As with dose as intervention delivered, some studies conflated dose received with other implementation concepts. For example, Berendsen and colleagues [53] studied a lifestyle intervention in primary care settings and ‘dose received was defined as participant satisfaction and perception of the program that was delivered to them’ (p. 4). While the latter idea (perception that the programme was delivered) would commonly be used as a way of tapping into dose received, the former (satisfaction) might be thought of as something separate. This illustrated a tendency in the literature to characterise dose in terms of the extent to which the intervention met a particular criteria. Another study [54] clearly makes a conceptual distinction between dose received and satisfaction throughout the paper, but measuring and listing them together, i.e. as ‘dose received (exposure and satisfaction)’ (p. 76) could mislead readers into thinking they were treated as one and the same.

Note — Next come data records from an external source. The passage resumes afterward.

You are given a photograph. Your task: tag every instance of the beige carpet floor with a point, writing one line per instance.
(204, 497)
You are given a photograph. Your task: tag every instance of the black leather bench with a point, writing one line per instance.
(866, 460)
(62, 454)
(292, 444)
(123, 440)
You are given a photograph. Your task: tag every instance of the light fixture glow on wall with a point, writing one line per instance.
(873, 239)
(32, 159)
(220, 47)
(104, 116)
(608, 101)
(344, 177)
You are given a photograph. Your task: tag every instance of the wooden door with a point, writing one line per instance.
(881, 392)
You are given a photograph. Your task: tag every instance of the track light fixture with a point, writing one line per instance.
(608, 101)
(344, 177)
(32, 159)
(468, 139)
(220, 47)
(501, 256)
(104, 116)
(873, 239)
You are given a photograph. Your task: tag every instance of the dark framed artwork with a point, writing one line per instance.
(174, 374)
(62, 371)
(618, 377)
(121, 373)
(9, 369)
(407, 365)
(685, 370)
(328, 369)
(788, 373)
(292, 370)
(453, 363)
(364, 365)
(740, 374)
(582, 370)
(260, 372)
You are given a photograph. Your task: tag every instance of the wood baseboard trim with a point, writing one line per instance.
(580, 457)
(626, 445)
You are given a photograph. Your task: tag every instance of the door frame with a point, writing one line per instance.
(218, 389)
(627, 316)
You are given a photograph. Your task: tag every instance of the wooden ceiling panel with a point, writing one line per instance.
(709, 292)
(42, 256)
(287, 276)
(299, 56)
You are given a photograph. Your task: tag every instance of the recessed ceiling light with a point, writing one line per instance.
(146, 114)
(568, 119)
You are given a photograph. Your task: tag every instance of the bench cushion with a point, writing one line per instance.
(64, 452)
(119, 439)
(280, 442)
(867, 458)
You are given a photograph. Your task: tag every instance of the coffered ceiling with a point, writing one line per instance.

One investigator team reported on participants’ ‘evaluation of dose received’ [55] and defined this as the participants’ views about intervention feasibility. This is not conflating the definition of feasibility with dose. Evaluation involves two processes: (1) observation/measurement and (2) judgement [56]. By declaring that they are ‘evaluating’, both processes are assumed and indeed in this study, both processes were performed. However, the use of the words ‘evaluating’ dose as opposed to ‘measuring’ dose could mislead readers not familiar with these distinctions from the field of evaluation to think there is definitional slip about dose.

A small proportion of studies referred to ‘dose’ but did not operationalise it in their methods

While most studies provided some detail on how dose was measured, 15 (11.5%) studies referred to dose without any further detail. Of these, most used the term dose when interpreting their results but did not refer to the measurement or operationalisation of dose within their methods or findings. For example, Kelishadi and colleagues [57] state that ‘the overall lower increase of junk food consumption … showed that the dose or intensity of our community-based and school-based interventions, although not sufficient, was necessary to act against other forces in the community’ [57] but did not refer to the measurement of dose elsewhere within the main body of the paper. The effect was that it was not clear what was actually considered the dose of the intervention (i.e. what components and how much of these was considered to have brought about the observed effect).

Discussion

We have presented the results of a scoping review exploring how dose is defined and operationalised in the implementation and evaluation of health promotion interventions. The findings suggest that there are some commonalities in how dose was defined and operationalised across studies, with studies most commonly focusing on measurements of (1) the amount of intervention delivered, where dose is conceptualised as a function of intervention providers and the focus is on the supply side of the intervention and (2) the amount of intervention received, where the focus is on how much of the intervention the recipients’ actually get, sometimes conceptualised as a function of the actions of recipients (e.g. whether they attend sessions or collect intervention materials). Most of the studies within this review measured dose in some form and in that sense, we note that they complied with the Template for Intervention Description and Replication (TIDieR) guidelines for intervention reporting (Item 8: ‘when and how much’) [58].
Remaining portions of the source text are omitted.